Could it be said that “the Sandy Creek/Charleston tension brings out the best in everybody?”
Perhaps that could be said, if ever there were any theological tension between those two groups. A narrative has arisen to say that the Sandy Creek stream of Baptists believed in the moral ability of unregenerate men to respond to the gospel, conditional election, and that they denied God’s effectual grace for the salvation of His chosen people.
The Principles of Faith of the Sandy Creek Association, however, say otherwise:
III. That Adam fell from his original state of purity, and that his sin is imputed to his posterity; that human nature is corrupt, and that man, of his own free will and ability, is impotent to regain the state in which he was primarily placed.
IV. We believe in election from eternity, effectual calling by the Holy Spirit of God, and justification in his sight only by the imputation of Christ’s righteousness. And we believe that they who are thus elected, effectually called, and justified, will persevere through grace to the end, that none of them be lost.
These articles of faith are thoroughly Calvinistic, growing out of the old federal theology of our English Baptist forebears. The Calvinistic Baptist John Gano, from the Charleston stream, said that the Separate Baptists of Sandy Creek had “the root of the matter,” meaning that they had a biblical doctrine of conversion and a theology to support it. According to biographer Terry Wolever, Gano “did not see so much of a doctrinal problem with the Separates” and that “he reflected the general sentiment of the Particular Baptists towards the Separates” (The Life and Ministry of John Gano 304).
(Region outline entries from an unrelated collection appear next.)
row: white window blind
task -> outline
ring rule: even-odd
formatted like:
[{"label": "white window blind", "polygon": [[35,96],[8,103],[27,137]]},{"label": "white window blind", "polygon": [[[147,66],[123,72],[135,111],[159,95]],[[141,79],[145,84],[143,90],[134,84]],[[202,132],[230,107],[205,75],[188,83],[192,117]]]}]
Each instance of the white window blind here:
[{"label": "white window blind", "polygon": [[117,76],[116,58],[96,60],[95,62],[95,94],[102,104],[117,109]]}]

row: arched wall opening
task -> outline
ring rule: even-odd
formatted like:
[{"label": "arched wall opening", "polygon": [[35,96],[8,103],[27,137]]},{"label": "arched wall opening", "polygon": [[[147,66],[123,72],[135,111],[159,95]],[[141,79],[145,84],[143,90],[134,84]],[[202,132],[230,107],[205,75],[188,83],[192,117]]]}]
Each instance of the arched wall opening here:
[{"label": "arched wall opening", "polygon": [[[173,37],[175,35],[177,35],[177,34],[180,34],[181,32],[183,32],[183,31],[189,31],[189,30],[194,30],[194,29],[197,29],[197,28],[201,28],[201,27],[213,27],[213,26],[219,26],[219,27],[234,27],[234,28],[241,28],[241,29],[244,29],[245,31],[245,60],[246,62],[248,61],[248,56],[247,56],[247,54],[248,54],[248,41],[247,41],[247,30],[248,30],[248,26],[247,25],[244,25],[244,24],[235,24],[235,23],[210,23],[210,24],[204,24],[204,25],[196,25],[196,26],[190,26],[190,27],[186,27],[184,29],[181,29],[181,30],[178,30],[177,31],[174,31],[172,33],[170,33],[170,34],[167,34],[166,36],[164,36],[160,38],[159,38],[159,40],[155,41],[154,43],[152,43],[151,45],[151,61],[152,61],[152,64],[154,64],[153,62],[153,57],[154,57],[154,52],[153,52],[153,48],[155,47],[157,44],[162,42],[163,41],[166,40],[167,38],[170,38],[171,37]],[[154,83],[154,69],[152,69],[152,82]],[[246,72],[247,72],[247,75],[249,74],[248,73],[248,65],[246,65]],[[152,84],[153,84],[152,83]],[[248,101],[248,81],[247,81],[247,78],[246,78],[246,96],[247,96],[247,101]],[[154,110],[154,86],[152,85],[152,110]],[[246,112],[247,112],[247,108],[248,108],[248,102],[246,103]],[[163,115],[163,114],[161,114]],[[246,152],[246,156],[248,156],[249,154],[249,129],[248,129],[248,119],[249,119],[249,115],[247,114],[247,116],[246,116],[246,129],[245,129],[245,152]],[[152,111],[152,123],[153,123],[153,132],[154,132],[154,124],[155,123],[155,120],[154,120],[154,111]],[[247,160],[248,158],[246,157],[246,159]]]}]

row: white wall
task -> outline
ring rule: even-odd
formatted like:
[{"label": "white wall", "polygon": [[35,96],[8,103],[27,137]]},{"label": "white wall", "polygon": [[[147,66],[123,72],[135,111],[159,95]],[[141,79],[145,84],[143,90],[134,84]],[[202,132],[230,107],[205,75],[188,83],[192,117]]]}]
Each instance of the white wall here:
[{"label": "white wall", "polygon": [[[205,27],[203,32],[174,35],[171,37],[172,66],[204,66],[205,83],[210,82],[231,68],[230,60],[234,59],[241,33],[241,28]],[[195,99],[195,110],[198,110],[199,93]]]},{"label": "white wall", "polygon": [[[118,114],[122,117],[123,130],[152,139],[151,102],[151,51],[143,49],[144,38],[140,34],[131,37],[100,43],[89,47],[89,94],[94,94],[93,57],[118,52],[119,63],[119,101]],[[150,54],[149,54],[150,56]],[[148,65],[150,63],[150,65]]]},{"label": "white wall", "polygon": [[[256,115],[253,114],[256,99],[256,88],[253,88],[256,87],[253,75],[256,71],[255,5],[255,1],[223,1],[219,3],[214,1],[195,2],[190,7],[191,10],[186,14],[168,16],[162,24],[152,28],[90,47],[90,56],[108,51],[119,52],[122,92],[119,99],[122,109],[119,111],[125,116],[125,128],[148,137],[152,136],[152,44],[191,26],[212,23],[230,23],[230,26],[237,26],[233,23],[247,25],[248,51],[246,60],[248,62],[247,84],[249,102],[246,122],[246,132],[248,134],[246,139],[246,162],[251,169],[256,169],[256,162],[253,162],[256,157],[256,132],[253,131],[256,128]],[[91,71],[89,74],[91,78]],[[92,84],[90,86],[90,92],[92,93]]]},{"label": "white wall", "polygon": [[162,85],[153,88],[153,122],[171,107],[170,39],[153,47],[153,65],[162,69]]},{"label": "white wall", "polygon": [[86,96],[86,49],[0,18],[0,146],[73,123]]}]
Dr. Paige Patterson has acknowledged the tendency to overstate the case when distinguishing between the Sandy Creek and Charleston traditions. In his dialogue on election with Dr. Al Mohler at the 2006 Southern Baptist Convention’s Pastors’ Conference, Patterson said, “The Sandy Creek tradition was … less Calvinistic, though, to be perfectly fair about the whole matter, it was certainly a long way from being Arminian, because the Sandy Creek statement of faith has a very Calvinistic strain to it also.”
It seems there never was any soteriological “tension” between these two great traditions of Baptist life.